Working on exploiting audio waveforms or spectrograms, I am thinking of trying Monty approach for audio processing. My blocking point is the definition of reference frame for audio (as it is a temporal and not spatial signal). I struggle to understand how to give the reference frame information. My first thought were to give it points were salient freq. or magnitude occur but I am not very comfy. Any thughts ?
Hi @_sgrand
We are working on modeling sequences (here is a recent object behavior research meeting video). For now, the only way we could think of is define a 1D reference frame where time is the only dimension and it can just be traversed in one direction. But we I think the object behavior mechanism will be much better. Watch this space!

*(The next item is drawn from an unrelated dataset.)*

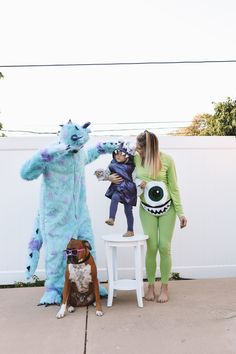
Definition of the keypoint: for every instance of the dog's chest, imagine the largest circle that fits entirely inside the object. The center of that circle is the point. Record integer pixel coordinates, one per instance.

Here are some random thoughts on the topic; no extra charge…
-
Timing (e.g., impulse, phase) information for an event can be used to determine the location of the sound’s origin. For example (AIUI), normal human hearing can pinpoint the location of a coin striking a window within about a foot at a distance of 30’.
-
The head’s position can be changed (e.g., tilted, turned) to test hypotheses about a sound’s location. Some animals (e.g., cats, horses, some dogs) can also swivel their ears to localize sounds.
-
The sensing nerve cells in the cochlea are spread out in a manner similar to touch sensors on a fingertip. I wonder whether and how the low-level sensory processing might take advantage of this.
-
As a whole, the ear operates a bit like a (somewhat) directional microphone, feeding a spectral analysis subsystem. That is, the brain does not receive sounds simply as changing amplitude over time.